This subject has even generated a fight since the days of orkut, fact that I am right.
Previously only speakers with two layers in the coil were made. They were made for 3,2, 4, 6, 8 or 16, 25 ohm, and so on ... they had only two layers of winding in the coil and that was it.
Modernly, they are made with 4 layers of wire in the coil. Perhaps for greater gain. They are heavy coils and more inductive as far as I can believe ... even so, the so-called "impedance" with which many hit the foot and stubbornly claim to be the only relevant quantity that is compatible. ..
What happens: When using these loudspeakers in old amplifiers situations occurs what Ill describe:
A- In asymmetric source amplifiers with capacitor in the output, usually STKs, the sound becomes a spectacle, much gain, a lot of bass, but with a frightening, extremely violent heating of the amplifier to look like iron in the heatsink ...
B- already in asymmetric source that do not use capacitor in series with the speaker the result is even "worse". You can not open the volume a little more because it breaks! Instead of music we have cráác cráác tráác.

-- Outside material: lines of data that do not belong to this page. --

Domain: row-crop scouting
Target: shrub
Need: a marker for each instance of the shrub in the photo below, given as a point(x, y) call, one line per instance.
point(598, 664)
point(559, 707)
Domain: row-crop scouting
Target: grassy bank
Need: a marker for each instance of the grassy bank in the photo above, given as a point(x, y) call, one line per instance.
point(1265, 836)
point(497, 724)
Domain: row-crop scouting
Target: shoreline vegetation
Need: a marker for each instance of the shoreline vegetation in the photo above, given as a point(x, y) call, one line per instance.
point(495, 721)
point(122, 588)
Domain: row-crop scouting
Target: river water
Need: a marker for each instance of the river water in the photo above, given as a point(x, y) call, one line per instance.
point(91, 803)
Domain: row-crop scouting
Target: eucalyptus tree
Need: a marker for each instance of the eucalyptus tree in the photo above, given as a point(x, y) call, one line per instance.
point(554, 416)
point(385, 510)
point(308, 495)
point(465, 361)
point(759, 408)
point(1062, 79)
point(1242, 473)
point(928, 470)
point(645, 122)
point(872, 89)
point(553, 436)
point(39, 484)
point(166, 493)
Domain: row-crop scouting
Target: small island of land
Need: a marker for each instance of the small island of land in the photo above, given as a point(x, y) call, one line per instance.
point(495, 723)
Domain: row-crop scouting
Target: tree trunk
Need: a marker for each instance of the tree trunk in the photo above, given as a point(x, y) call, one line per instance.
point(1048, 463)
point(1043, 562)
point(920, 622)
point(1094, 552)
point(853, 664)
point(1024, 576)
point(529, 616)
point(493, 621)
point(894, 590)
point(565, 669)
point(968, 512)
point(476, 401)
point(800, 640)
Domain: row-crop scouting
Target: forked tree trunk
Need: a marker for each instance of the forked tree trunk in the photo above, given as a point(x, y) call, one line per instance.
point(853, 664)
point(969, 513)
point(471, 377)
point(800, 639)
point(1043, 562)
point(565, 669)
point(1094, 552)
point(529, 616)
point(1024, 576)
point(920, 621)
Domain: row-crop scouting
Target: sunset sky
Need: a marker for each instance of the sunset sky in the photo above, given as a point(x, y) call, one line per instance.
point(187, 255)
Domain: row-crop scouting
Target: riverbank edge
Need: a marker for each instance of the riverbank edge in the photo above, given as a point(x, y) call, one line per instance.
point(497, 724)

What is up? In the conventional amplifier not right with the inductance of the speaker? Does the damping factor of the amplifier become useless to the supposed voltage generated by the return of the cone? Does the amplifier end up interpreting the speaker as a short? How are modern amplifiers made for these speakers? What is the difference between them and what could be done, (if there is solution) to make things compatible? I already tried a series capacitor and they "helped" a little. When I test a loudspeaker for a client, usually a car, 4 ohms, I put a large 2R2 wire resistor in series with it, otherwise I cannot hear it.
Answer:
Modern speakers use a totally different construction technology. Much more powerful magnets are used and the shape of the coil concentrates the lines of the magnetic field better in order to obtain a greater concentration of the lines of force.
This causes them to be able to reproduce a much wider range of frequencies reaching the bass even with smaller cones. The result of this is the displacement of the resonant frequency that is reflected when using old amplifiers.
The old amplifiers have bootstraps which maintain the impedance of the circuit depending on the characteristics of the old speakers where the resonance and the impedance is usually given at 1 kHz. For these speakers everything changes, thats why there is a strange behavior overloading circuits or distortions occurring.
An important possibility would be to analyze the amplifier circuit to be used, analyze the response curve of the modern loudspeaker and eventually change the boostrap (capacitor and resistor at the output) to the new characteristics.
See that, not matching the characteristics the energy that should be converted into sound does not go to the speaker and there we have the heating verified by the reader.